I do not assume that. sigh.

What I said was that if rates go up a lot, prices go down.

Edit: correct the second for inflation.

[–] CorrectAlias@piefed.blahaj.zone 1 points 3 hours ago* (last edited 2 hours ago) (1 children)

They will not go up enough to make your claim valid, full stop. It has never happened in the way you've been claiming, so you can't even point to the historical data to back yourself up, it seems.

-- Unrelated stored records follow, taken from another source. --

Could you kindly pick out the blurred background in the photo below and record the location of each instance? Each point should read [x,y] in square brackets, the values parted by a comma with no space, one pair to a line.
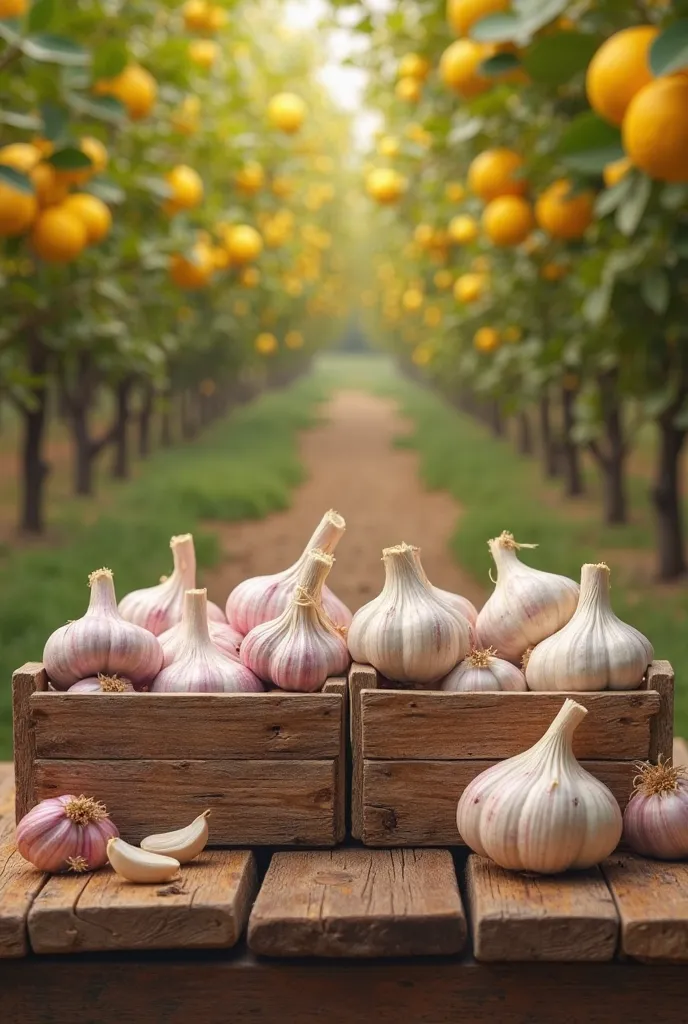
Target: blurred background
[423,262]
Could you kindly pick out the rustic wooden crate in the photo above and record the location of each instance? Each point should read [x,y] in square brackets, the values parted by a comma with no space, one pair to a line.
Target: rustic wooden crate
[270,766]
[414,752]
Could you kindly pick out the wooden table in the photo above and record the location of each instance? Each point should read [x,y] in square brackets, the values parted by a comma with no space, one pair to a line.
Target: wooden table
[235,986]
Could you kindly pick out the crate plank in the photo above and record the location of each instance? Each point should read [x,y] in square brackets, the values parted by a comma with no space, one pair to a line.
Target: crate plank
[208,726]
[652,900]
[19,884]
[207,908]
[529,918]
[358,903]
[254,803]
[414,803]
[446,726]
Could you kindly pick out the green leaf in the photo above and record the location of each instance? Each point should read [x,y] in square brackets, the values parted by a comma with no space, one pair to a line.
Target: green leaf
[16,179]
[70,159]
[41,14]
[555,59]
[669,52]
[655,291]
[47,48]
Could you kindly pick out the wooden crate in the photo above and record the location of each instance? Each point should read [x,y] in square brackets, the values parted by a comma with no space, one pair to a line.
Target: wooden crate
[414,752]
[270,766]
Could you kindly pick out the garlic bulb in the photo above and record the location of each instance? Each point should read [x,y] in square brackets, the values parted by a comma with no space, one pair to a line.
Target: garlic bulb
[541,811]
[655,820]
[101,642]
[301,648]
[224,637]
[199,667]
[102,684]
[407,633]
[526,605]
[595,650]
[263,598]
[482,671]
[159,608]
[66,834]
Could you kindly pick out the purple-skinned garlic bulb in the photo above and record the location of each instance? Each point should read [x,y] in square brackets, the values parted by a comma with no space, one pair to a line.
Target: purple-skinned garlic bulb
[199,667]
[261,599]
[101,642]
[159,608]
[302,647]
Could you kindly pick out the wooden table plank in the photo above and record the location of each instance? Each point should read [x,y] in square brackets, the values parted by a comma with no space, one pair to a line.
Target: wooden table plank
[207,908]
[529,918]
[358,903]
[652,900]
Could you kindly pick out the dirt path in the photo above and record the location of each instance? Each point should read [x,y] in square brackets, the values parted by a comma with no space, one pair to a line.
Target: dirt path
[353,468]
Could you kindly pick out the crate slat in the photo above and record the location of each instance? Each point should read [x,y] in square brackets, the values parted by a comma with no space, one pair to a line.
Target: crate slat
[652,901]
[526,918]
[254,803]
[433,725]
[414,803]
[358,903]
[207,908]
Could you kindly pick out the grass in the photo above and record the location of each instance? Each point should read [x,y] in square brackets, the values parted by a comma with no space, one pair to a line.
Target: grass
[243,468]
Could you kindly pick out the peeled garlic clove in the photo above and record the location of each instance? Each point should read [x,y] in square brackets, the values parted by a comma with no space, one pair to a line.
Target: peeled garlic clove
[482,671]
[407,633]
[542,811]
[595,650]
[101,642]
[183,844]
[139,865]
[526,605]
[262,599]
[301,648]
[159,608]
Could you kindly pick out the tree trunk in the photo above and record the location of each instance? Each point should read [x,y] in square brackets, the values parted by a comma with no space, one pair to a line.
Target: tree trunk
[570,451]
[668,503]
[34,467]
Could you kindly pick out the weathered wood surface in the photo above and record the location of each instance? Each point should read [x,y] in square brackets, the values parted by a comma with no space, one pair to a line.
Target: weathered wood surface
[254,803]
[208,907]
[358,903]
[529,918]
[414,803]
[448,726]
[205,726]
[652,900]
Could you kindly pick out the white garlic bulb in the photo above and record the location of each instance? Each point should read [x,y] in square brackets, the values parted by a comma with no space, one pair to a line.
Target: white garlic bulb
[525,606]
[407,633]
[159,608]
[261,599]
[482,671]
[595,650]
[302,647]
[199,666]
[541,811]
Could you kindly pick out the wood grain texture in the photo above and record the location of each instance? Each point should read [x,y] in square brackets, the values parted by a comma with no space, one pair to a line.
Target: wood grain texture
[207,908]
[19,884]
[361,677]
[208,726]
[450,726]
[528,918]
[254,803]
[358,903]
[660,679]
[651,898]
[26,681]
[414,803]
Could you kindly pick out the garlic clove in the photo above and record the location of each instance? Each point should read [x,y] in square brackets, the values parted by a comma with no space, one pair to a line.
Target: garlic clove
[595,650]
[183,844]
[140,866]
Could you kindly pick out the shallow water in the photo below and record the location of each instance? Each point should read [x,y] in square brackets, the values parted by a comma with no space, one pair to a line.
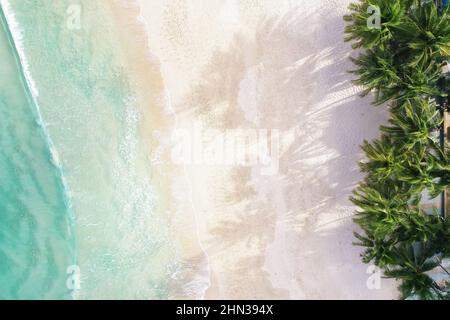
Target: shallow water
[36,242]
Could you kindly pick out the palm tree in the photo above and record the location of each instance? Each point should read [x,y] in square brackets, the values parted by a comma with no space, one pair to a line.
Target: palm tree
[413,262]
[401,65]
[392,13]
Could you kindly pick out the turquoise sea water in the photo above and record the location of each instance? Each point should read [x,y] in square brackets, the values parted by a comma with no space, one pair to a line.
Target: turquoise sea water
[75,184]
[36,242]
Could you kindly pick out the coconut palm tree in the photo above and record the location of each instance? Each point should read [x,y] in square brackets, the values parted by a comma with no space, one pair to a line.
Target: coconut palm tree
[364,35]
[401,65]
[413,262]
[426,33]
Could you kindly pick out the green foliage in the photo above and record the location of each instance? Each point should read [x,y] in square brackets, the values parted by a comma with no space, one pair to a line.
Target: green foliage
[400,63]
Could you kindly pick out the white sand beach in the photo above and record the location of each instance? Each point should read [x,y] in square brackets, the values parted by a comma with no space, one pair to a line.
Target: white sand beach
[252,65]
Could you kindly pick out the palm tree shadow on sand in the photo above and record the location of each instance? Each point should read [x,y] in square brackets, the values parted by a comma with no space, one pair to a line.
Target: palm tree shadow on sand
[289,234]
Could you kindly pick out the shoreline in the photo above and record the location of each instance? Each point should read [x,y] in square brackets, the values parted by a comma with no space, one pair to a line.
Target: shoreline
[260,66]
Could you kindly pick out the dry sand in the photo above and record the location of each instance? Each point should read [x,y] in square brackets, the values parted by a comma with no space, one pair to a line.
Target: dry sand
[255,64]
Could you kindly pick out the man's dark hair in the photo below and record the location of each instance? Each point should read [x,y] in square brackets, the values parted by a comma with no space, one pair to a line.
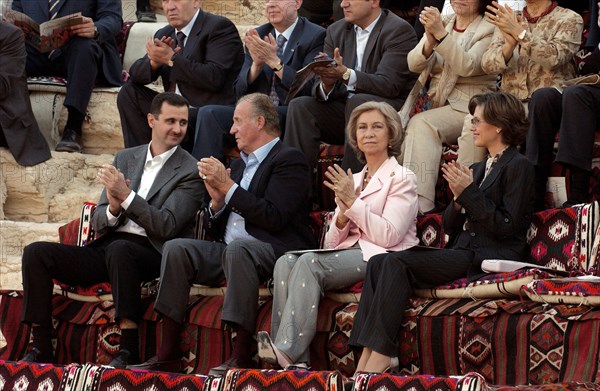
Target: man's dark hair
[171,98]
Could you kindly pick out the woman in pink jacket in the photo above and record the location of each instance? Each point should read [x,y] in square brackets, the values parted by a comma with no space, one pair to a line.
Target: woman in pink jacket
[376,212]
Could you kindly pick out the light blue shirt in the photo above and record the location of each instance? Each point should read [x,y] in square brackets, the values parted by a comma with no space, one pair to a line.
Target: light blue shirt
[236,225]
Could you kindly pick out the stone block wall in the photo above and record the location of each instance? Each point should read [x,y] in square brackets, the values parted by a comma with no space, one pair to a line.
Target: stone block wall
[241,12]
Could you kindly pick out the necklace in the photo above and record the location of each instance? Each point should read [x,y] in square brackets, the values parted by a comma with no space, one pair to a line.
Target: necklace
[366,178]
[457,29]
[534,19]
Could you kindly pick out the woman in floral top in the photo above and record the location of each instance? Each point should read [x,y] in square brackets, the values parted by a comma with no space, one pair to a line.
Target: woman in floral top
[532,49]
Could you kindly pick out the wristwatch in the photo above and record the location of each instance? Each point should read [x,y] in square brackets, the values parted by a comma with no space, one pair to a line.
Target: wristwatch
[346,75]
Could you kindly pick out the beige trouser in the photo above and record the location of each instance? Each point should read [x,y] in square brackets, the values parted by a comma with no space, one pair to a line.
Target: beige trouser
[422,147]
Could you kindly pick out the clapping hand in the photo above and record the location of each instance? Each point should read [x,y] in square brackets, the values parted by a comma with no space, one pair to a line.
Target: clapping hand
[458,177]
[117,187]
[507,21]
[342,183]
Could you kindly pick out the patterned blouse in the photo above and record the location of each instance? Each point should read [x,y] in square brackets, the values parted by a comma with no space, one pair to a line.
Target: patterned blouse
[544,58]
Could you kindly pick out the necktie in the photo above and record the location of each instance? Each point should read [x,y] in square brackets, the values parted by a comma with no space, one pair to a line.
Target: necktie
[273,94]
[52,8]
[52,12]
[180,39]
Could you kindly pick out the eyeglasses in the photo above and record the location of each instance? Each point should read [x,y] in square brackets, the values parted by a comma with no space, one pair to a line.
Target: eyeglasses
[476,121]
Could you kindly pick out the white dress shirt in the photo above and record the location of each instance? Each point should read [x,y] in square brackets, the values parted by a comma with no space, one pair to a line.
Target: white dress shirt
[152,167]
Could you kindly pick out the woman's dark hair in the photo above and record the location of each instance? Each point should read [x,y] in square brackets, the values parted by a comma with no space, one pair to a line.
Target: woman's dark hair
[504,111]
[392,120]
[482,6]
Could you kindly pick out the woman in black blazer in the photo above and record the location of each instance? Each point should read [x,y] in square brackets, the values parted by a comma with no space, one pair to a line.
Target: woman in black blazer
[488,218]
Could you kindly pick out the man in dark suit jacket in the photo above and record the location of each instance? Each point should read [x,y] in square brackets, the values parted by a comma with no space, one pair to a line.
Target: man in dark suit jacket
[256,215]
[263,71]
[150,195]
[370,47]
[201,66]
[90,55]
[19,130]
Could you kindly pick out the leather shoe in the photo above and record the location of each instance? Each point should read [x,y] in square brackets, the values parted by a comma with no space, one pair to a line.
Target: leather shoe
[222,369]
[35,355]
[70,142]
[121,360]
[154,364]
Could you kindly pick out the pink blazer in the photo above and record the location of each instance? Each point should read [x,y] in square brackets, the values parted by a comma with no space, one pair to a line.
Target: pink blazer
[383,217]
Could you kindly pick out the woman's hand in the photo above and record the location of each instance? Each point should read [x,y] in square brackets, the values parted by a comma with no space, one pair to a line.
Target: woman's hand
[506,20]
[342,183]
[458,177]
[431,20]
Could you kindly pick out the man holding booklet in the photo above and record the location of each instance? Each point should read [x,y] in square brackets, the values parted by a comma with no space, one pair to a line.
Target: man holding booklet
[90,55]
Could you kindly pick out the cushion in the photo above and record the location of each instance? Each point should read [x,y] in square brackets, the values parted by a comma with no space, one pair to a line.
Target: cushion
[487,287]
[583,290]
[562,238]
[266,379]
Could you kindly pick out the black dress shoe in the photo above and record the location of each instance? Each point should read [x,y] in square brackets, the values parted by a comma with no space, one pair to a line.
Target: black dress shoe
[35,355]
[121,360]
[154,364]
[70,142]
[145,16]
[222,369]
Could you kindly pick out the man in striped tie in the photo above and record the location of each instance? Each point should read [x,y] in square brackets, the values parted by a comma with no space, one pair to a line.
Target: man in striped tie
[89,57]
[274,52]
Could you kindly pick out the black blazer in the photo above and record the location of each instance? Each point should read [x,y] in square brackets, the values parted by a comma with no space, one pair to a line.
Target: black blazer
[305,43]
[206,68]
[498,212]
[107,16]
[384,69]
[169,209]
[275,206]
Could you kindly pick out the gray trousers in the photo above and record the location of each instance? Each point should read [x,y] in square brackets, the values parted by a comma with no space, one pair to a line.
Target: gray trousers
[299,283]
[244,263]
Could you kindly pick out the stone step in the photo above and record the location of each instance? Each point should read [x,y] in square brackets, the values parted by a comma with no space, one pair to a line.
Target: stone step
[53,191]
[14,236]
[10,273]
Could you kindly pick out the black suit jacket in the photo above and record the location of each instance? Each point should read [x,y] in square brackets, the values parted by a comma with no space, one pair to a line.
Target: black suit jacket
[304,44]
[107,16]
[169,209]
[275,206]
[206,68]
[499,211]
[17,122]
[384,69]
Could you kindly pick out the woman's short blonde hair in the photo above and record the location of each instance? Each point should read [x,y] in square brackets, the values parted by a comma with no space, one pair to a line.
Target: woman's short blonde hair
[392,120]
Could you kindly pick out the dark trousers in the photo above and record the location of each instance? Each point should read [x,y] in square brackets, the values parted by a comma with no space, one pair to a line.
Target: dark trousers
[576,112]
[388,286]
[310,121]
[79,61]
[212,132]
[133,102]
[244,263]
[125,260]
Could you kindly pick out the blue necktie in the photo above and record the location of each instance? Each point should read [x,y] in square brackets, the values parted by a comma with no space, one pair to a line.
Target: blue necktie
[273,94]
[53,8]
[52,12]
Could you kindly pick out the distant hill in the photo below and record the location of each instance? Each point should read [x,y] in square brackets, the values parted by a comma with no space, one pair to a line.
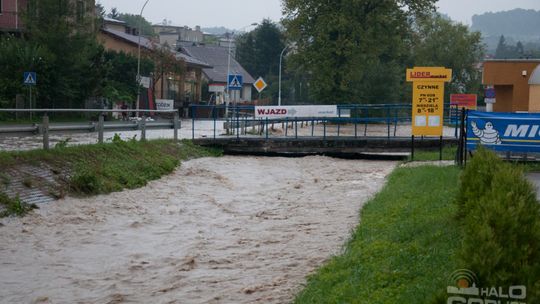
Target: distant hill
[516,25]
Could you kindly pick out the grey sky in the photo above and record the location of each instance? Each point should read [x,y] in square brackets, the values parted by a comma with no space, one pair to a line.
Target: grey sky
[240,13]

Inflation is not something that needs to be included in this, and it only hurts your case further. Your original claim is that if interest rates go up (now you're saying "a lot", but it doesn't change anything), home prices go down.

Well, in the 80's, interest rates went way up, but housing prices didn't go down, even in the short time period where inflation isn't going to meaningfully be a factor. It went up at the a slow rate. So, you're grasping at straws now ("correct the second for inflation" even though it didn't magically make the housing prices go down in any way that matters) seemingly because you didn't understand basic econmics in the real world and dug yourself too deep.

Are you going to provide any sources for your bold claim? Any amount of data? Anything? Or are you just going to keep talking in circles and not providing anything of substance?

[–] Valmond@lemmy.dbzer0.com 1 points 1 hour ago

Lol, basic economics 101, supply and demand is not enough? It happened in Sweden, it happened in France, guess usa is magic after all.